Wanktok (Tok Pisin): a word in the Papua New Guinea Tok Pisin creole that refers to people who speak the same language as you do and have some form of claim on you.
This word usually refers only to a people within families, villages, clans and slightly larger areas due to the generally small size of Papua New Guinea and its clans. Wanktok expresses the idea that people who share a common language are, in a way, indebted to each other, that they might as well be related by blood and are thusly expected to watch after and take care of their fellow Tok Pisin speakers. The linguistic isolation of Papua New Guineans is what allowed for such a word to come into being; imagine if every English speaker submitted some sort of claim on every other English speaker. Or if every Chinese speaker laid claim on other Chinese speakers. SO MUCH CLAIM.
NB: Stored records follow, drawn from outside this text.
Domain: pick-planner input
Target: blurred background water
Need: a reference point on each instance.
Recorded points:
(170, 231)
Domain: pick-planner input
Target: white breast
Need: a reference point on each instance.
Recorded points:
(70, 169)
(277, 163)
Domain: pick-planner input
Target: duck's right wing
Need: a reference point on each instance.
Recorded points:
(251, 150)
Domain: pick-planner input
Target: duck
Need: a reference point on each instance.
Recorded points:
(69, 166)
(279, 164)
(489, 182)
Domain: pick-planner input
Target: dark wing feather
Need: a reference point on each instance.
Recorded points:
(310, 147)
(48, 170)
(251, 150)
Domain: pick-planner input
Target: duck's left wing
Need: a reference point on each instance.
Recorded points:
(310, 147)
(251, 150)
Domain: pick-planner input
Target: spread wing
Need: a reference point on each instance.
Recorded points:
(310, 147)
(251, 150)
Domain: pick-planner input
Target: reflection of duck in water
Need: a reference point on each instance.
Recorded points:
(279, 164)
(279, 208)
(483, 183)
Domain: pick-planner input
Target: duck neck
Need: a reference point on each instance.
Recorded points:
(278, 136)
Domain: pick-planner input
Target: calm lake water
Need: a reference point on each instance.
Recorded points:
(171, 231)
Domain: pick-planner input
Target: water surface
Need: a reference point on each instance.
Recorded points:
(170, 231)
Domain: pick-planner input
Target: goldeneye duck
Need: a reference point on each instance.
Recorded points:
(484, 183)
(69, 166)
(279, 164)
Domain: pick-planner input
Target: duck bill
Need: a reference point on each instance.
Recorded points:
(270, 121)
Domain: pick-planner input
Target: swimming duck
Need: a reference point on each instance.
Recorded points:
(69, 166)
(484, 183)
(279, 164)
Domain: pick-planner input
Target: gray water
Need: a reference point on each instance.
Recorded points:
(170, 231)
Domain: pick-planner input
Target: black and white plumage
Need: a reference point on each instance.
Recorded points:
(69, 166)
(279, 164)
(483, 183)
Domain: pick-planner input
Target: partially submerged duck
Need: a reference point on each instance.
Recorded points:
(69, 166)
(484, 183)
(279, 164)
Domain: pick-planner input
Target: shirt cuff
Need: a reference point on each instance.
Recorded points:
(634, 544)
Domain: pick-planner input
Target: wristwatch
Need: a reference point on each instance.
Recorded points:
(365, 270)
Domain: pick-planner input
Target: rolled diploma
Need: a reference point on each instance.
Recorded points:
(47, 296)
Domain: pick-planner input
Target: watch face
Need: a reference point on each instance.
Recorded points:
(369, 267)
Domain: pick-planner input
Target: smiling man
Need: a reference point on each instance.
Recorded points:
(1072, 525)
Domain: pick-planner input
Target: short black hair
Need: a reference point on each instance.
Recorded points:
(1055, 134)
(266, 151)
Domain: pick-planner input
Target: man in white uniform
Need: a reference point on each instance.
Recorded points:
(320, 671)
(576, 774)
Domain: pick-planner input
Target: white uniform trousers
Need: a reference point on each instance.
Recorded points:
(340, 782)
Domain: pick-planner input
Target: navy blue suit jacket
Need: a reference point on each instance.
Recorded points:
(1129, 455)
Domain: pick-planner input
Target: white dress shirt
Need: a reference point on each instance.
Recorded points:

But is that such a bad thing?
That would mean somebody would have given my sad, pathetic soul a ride last month when I was trudging down a hellishly hot backroad, locked out of my car, looking as tragic as possible, staring forlornly at the half consumed donut in my hand (most regrettable donut trip ever). Someone would have had to take responsibility for me. I would have delighted them with stories and cooked them a fabulous dinner, recognizing my own role to play in wanktok.
I submit that we should start practicing wanktok; the world would be a whole lot more friendly (and with less incidents of donut-runs-gone-bad) if we did.